A preliminary study of the whole-genome expression profile of sporadic and monogenic early-onset Alzheimer's disease

• Published in: Neurobiology of aging Vol. 34; no. 7; pp. 1772 - 1778
• Main Authors: Antonell, Anna, Lladó, Albert, Altirriba, Jordi, Botta-Orfila, Teresa, Balasa, Mircea, Fernández, Manel, Ferrer, Isidre, Sánchez-Valle, Raquel, Molinuevo, José Luis
• Format: Journal Article
• Language: English
• Published: United States Elsevier Inc 01.07.2013
• Subjects: Aged; Alzheimer Disease - diagnosis; Alzheimer Disease - genetics; Early-onset Alzheimer's disease; Expression; Familial Alzheimer's disease; Female; Gene Expression Profiling - methods; Genome, Human - genetics; Gyrus Cinguli - pathology; Gyrus Cinguli - physiology; Humans; Internal Medicine; Male; Microarray; Middle Aged; Neurology; Presenilin-1 - genetics; PSEN1 mutation; Sporadic; Familial Alzheimer's disease; PSEN1 mutation; Sporadic; Microarray; Expression; Early-onset Alzheimer's disease
• ISSN: 0197-4580; 1558-1497; 1558-1497
• DOI: 10.1016/j.neurobiolaging.2012.12.026

Alzheimer's disease (AD) is the most common neurodegenerative dementia. Approximately 10% of cases present at an age of onset before 65 years old, which in turn can be monogenic familial AD (FAD) or sporadic early-onset AD (sEOAD). Mutations in PSEN1, PSEN2, and APP genes have been linked with FAD. The aim of our study is to describe the brain whole-genome RNA expression profile of the posterior cingulate area in sEOAD and FAD caused by PSEN1 mutations (FAD-PSEN1).
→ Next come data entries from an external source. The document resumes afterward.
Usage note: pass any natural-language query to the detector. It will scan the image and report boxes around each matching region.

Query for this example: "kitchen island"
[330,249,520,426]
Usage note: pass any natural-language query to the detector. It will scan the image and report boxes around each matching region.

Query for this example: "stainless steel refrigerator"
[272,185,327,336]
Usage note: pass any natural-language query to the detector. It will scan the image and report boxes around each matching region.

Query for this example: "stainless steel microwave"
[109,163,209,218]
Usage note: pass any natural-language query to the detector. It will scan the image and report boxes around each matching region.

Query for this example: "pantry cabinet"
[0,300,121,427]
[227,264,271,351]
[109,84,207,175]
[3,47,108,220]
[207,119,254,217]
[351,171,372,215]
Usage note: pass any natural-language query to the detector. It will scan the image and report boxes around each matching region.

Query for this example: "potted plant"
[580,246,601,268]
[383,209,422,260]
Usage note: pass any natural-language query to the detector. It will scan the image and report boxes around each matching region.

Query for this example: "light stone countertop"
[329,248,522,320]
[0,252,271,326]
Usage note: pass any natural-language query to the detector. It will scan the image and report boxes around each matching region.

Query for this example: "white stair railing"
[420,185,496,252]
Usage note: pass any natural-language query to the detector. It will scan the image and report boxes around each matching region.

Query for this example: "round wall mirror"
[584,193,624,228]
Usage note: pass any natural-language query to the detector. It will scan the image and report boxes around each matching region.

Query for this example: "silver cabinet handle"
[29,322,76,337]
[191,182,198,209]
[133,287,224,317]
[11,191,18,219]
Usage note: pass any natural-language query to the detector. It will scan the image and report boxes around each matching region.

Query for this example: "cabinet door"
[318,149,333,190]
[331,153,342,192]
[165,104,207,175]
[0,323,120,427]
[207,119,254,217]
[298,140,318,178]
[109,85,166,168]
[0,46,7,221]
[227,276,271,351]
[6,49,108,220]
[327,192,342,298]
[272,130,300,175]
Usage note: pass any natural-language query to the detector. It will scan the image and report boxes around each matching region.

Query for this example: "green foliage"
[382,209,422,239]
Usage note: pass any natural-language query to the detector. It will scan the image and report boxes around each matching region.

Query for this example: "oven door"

Fourteen patients (7 sEOAD and 7 FAD-PSEN1) and 7 neurologically healthy control subjects were selected and whole-genome expression was measured using Affymetrix Human Gene 1.1 microarrays. We identified statistically significant expression changes in sEOAD and FAD-PSEN1 brains with respect to control subjects (3183 and 3350 differentially expressed genes [DEG] respectively, false discovery rate-corrected p < 0.05). Of them, 1916 DEG were common between the 2 comparisons. We did not identify DEG between sEOAD and FAD-PSEN1. Microarray data were validated through real-time quantitative polymerase chain reaction. In silico analysis of DEG revealed an alteration in biological pathways related to intracellular signaling pathways (particularly calcium signaling), neuroactive ligand-receptor interactions, axon guidance, and long-term potentiation in both groups of patients. In conclusion, the altered biological final pathways in sEOAD and FAD-PSEN1 are mainly related with cell signaling cascades, synaptic plasticity, and learning and memory processes. We hypothesize that these 2 groups of early-onset AD with distinct etiologies and likely different could present a neurodegenerative process with potential different pathways that might converge in a common and similar final stage of the disease.